Incoming college students could see their student loan interest rates double next semester if Congress doesn't take action to prevent the increase.
Interest rates on new federal Stafford loans are scheduled to increase from 3.4 percent to 6.8 percent on July 1, just as new college students are preparing for their first semester. Already, students are expressing concern over the change.
“I feel like that's a pretty big jump,” said Matthew Tran, a senior at Harding Charter Preparatory High School in Oklahoma City.
Tran, 18, plans to go to the University of Oklahoma in the fall, where he wants to major in computer science. He doesn't yet know if he'll need to take out student loans to pay for school, but he's concerned about how the change would affect his financial situation when he leaves college.

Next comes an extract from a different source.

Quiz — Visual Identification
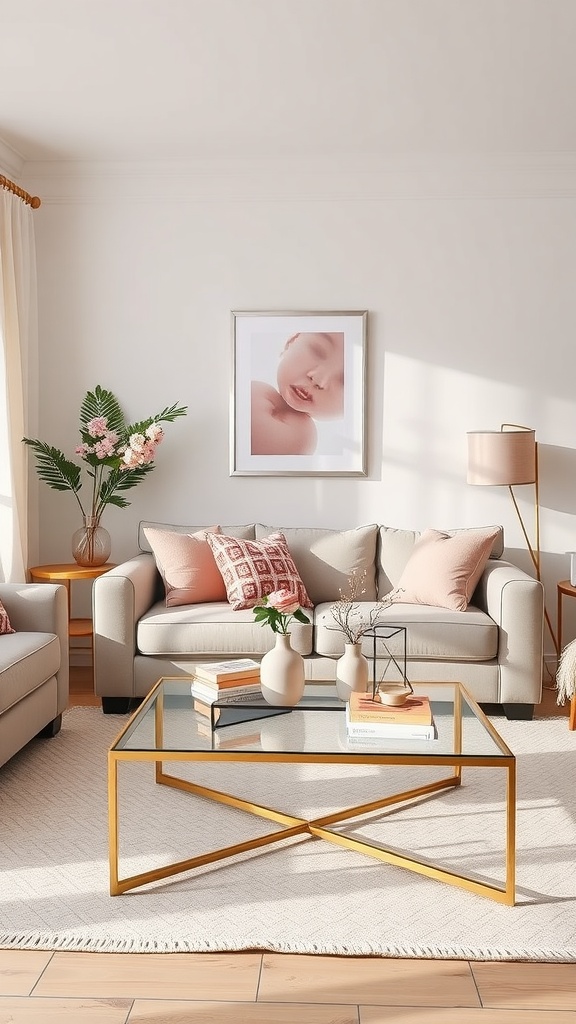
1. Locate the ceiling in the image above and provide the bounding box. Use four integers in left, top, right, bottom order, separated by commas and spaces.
0, 0, 576, 166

Many recent graduates already struggle to get out of debt, he said, and Tran said he's worried an increase in the interest rate could make the situation even more difficult.
A similar increase was scheduled to take effect in July 2012, but lawmakers extended the lower interest rate after President Barack Obama and officials in the U.S. Department of Education came out against allowing rates to climb.
Rate could double
Support for maintaining the lower interest rate seems to be more muted this year, said Megan McClean, managing director of policy and federal regulations for the National Association of Student Financial Aid Administrators.
“The push to keep it 3.4 was really on by this time last year,” McClean said.